Nick looked at the body and its state of semidress, jeans halfundone. That was probably a sucker bet, but preconceived ideas were dangerous things in a homicide investigation.

“You know what they say about an assumption,” Nick said. “It’ll make me kick your ass.”

“That ain’t what they say.”

“It’s what I’m telling you.”

“Whatever. You mark my words,” Stokes promised. “This here is all about a chick. If I’m lying, I’m dying.”

“Let this be a cautionary tale, then,” Nick remarked.

“I don’t know what you mean by that.”

“Really, Romeo? You standing here in the same clothes I saw you in yesterday. And how is it you came to arrive at this scene before me when you live a good twenty minutes in the other direction?”

Stokes frowned. “I was visiting a friend in the area,” he said stiffly.

“Mm-hmm. At the crack of dawn. Mrs. Who-was-it-this-time?”

“That is not your business, my friend.”

“It’d be good if I had a starting place for the investigation when you go missing thanks to a jealous husband,” Nick said, squatting down beside the body again to search through the man’s pockets for any indication of identity.

“And might I say for the nine hundreth time, this judgy side of you is not appealing, Nicky,” Stokes complained. “Oh, wait.

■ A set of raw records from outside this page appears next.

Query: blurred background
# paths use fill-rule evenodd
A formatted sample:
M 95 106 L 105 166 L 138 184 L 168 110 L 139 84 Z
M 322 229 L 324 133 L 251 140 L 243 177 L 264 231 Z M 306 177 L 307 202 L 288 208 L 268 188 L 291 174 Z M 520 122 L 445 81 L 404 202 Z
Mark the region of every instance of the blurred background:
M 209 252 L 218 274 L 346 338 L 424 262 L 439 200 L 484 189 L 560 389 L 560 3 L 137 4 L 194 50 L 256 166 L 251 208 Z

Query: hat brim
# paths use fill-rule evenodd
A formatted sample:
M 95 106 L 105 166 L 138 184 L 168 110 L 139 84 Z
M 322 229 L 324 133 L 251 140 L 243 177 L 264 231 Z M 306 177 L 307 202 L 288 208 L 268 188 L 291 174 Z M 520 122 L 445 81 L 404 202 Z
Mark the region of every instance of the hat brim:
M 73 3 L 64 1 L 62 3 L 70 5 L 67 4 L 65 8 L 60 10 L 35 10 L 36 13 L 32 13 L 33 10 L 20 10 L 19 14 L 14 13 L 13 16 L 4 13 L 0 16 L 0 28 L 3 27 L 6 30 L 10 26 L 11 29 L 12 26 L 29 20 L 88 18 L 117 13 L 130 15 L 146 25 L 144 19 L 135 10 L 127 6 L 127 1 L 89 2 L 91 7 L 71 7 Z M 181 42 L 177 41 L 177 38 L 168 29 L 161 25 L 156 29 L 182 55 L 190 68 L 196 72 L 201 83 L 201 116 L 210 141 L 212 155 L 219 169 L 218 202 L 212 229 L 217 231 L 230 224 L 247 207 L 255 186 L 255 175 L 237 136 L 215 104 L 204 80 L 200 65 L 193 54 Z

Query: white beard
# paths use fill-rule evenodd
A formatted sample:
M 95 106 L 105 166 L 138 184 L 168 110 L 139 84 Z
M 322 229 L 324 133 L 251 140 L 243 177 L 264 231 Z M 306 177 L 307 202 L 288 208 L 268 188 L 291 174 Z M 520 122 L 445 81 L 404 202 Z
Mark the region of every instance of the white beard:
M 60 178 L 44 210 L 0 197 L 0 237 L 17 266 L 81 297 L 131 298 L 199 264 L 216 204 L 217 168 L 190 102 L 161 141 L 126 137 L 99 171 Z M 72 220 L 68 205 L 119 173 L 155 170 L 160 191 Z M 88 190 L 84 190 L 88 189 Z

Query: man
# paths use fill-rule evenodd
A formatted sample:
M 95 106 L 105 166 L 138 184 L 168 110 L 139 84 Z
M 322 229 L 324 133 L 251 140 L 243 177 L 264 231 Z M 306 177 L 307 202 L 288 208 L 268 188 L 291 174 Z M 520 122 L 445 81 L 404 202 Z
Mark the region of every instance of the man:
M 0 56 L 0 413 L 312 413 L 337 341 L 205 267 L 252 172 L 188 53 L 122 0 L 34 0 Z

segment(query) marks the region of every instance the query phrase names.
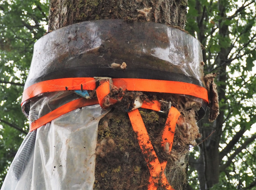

Thereisno other side of you.”

“Good thing you don’t want to date me, then, yeah?” Nick said dryly. “And I’m married and everything. Just your type.”

Stokes, ever the ladies’ man, had, in the last year or so, shifted his love-life strategy to affairs with married women, on the theory that they were only starved for great sex and weren’t out to snag him for a husband, as most of the single women in his dating pool were—or so he claimed. Though any woman who thought Chaz Stokes was husband material needed her head examined as far as Nick was concerned. The apple of his own eye, Stokes was as faithless as a feral tomcat.

“Ha ha,” Stokes said, irritated. “All this sassy-ass humor. You’re a regular comedian today. You must have gotten laid last night.”

Ignoring the remark, Nick carefully pulled out the contents of the dead man’s right front pocket. Nine cents, a gum wrapper wadded around a hard knot of chewed gum, and a felted piece of lint that had been jammed down in the pocket corner for a very long time. He slipped the items into a plastic bag and handed it to Stokes, then slid his hand under the man’s hip and felt for the shape and bulk of a wallet.

No such luck. Not that he was surprised. A man dressing that hastily, not even managing shoes, his wallet was likely sitting on a dresser or nightstand somewhere. But he slipped his fingertips into the hip pocket anyway and was rewarded with a business card he worked gingerly out of the pocket and into the light of day.